What better fit could there be than to have a contingent of jockeys to provide assistance to such individuals? It was more than a century ago that the first study was done to evaluate the value of riding horses as a therapy tool because the dimensional movement of the horse provides stimulation to the rider that normalizes both physical and mental activity. This form of treatment helps improve posture, balance and joint movement and also provides psychological improvement.
However, as Arlington's jockeys have discovered, the help provided is a two-way street. Many of these expert equine athletes have come away from the session insisting that they got more than they gave by participating.
Arlington assistant clerk of scales Leo Gonzalez, a former jockey whose youngest son was born six years ago with a form of autism labeled to be within the PDDNOS spectrum of that developmental disorder, is an excellent spokesperson for "Partners for Progress."
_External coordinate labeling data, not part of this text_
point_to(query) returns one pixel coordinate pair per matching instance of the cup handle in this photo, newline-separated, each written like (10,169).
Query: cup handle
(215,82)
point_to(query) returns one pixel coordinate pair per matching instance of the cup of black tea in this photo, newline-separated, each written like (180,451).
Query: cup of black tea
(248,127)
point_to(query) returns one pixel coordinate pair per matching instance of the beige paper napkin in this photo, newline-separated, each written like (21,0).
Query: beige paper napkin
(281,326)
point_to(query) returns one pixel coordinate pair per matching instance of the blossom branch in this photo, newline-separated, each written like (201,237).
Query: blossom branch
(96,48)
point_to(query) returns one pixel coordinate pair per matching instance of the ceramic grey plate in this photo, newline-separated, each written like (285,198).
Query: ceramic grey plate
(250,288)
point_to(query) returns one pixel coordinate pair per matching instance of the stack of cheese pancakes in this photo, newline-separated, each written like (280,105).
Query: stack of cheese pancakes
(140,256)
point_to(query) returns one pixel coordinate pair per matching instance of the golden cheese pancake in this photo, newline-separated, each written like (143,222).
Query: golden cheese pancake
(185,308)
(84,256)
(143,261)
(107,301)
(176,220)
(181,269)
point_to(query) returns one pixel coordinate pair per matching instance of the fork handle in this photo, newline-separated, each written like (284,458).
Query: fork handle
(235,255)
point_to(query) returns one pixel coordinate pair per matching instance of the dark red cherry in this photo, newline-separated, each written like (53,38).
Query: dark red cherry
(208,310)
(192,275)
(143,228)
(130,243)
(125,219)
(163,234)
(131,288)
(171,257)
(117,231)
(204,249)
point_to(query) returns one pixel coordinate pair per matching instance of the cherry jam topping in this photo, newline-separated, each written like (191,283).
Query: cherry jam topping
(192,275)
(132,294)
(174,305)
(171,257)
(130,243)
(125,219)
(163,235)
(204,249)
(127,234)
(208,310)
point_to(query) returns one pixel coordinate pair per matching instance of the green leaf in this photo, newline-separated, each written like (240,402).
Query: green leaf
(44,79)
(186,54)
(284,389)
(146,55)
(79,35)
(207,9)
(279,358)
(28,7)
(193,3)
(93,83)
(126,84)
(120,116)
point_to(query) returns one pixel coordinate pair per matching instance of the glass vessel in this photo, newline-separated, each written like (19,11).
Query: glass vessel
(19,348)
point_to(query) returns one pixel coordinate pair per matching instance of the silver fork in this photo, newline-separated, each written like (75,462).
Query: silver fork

"When I asked all these riders in the room to help out with Partners for Progress, they all came away from that afternoon saying they had a lot of fun and were willing to help out in any other way they could," Gonzalez said.
"These jockeys at Arlington are a very giving group of people and realize they are fortunate enough to be able to help out with financial contributions. When I asked them for donations this summer every single rider that was in the room that day contributed. I don't know what their gifts totaled this year -- those results will be announced at the Hoedown dinner at Arlington October 13 -- but last year the total came to about $3,000.
"My son has a highly-functional form of autism," Gonzalez said, "but some people with more severe forms need constant assistance. I know all about that because I had a brother-in-law that became a quadriplegic at the age of 13 as a result of a car accident. He lived until he was 23 but needed constant assistance for the last 10 years of his life.
"I've been married to my wife Marie for almost 30 years," Gonzalez added, "but believe me, when our youngest son was born, it changed both our lives. My wife had to quit her job and go back to school, but when she completes her courses she'll be a qualified teacher to help people with autism.
"That's a great feeling, being able to give back. Sometimes we all need to take a step back and realize how fortunate we are."